Federal Reserve Governor Christopher Waller says AI could reshape the US labor market in ways that monetary policy cannot address.
In a new Bloomberg interview, Waller says the rise of AI has made it more difficult to read the underlying trends in the economy.
He notes that firms are hesitating to hire while they wait to understand how automation and data center investments will affect productivity and staffing needs. He also says many companies are taking a wait-and-see approach, unsure whether AI will immediately replace workers or simply reallocate demand.
“Then you have this AI story, which was people like, ‘We don’t know if we’re going to need to hire, but we’re going to wait and find out.
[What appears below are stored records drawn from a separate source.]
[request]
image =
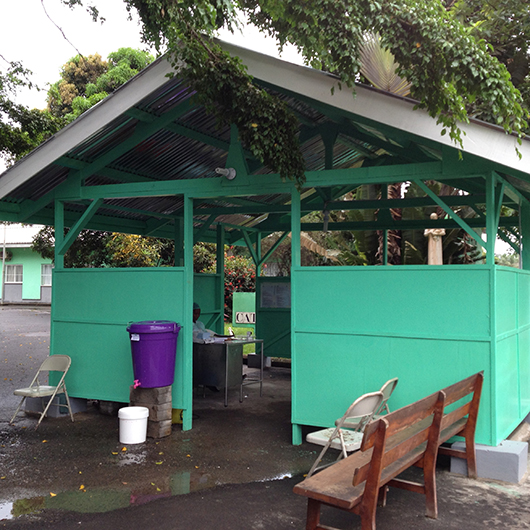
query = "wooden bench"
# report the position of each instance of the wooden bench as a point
(463, 420)
(391, 444)
(410, 436)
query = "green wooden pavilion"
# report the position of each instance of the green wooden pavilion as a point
(144, 161)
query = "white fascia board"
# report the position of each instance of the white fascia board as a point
(117, 103)
(481, 139)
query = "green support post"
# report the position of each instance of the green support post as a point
(491, 227)
(221, 272)
(188, 317)
(179, 242)
(295, 262)
(59, 234)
We’re not going to go out and hire a lot of people right away.’
So I think tariff uncertainty, paying for tariffs, trying to sort out what AI really is going to do, kind of put firms on their back foot.”
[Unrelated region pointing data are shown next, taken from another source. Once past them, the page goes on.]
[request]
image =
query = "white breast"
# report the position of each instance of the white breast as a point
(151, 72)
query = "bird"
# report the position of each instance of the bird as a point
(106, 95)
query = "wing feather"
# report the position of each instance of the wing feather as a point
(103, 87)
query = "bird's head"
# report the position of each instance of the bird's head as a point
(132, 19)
Waller emphasizes that while the Fed’s tools are designed to manage cyclical fluctuations, it cannot offset structural disruptions caused by technology.
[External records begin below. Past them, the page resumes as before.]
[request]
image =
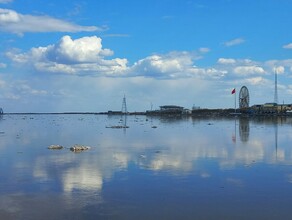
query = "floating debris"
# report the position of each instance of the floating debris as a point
(142, 156)
(117, 126)
(55, 147)
(79, 148)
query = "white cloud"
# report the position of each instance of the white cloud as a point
(280, 69)
(204, 50)
(174, 65)
(247, 70)
(11, 21)
(234, 42)
(257, 81)
(288, 46)
(3, 65)
(83, 56)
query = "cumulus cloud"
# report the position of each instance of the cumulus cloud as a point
(247, 70)
(3, 65)
(13, 22)
(256, 81)
(234, 42)
(82, 56)
(226, 61)
(288, 46)
(174, 65)
(5, 1)
(280, 69)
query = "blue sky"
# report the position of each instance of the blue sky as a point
(68, 55)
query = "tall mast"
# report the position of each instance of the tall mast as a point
(276, 87)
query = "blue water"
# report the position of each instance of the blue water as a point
(158, 168)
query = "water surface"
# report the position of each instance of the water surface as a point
(158, 168)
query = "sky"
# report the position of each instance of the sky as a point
(85, 56)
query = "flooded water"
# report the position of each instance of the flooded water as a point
(158, 168)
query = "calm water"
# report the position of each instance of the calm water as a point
(180, 169)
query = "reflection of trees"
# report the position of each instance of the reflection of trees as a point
(244, 129)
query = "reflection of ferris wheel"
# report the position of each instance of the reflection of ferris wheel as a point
(243, 97)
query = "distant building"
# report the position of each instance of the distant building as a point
(271, 108)
(171, 109)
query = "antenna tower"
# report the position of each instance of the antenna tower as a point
(124, 106)
(276, 87)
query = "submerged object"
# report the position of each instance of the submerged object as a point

“The AI thing is, the concern I have with the AI, if it does, and I think it will materialize, monetary policy is designed to deal with cyclical movements in the labor market… But this feels like a structural change. Labor demand just drops and doesn’t come back.
That’s something I can’t do anything about. The Fed can’t kind of adjust policy to deal with structural changes in the economy.”
The governor also points to a growing divide in investment patterns.
“If you look at AI, if you take out anything data center, AI-related business, fixed investment is turning down. It’s not widespread… there’s a real reallocation from kind of everything else into AI.”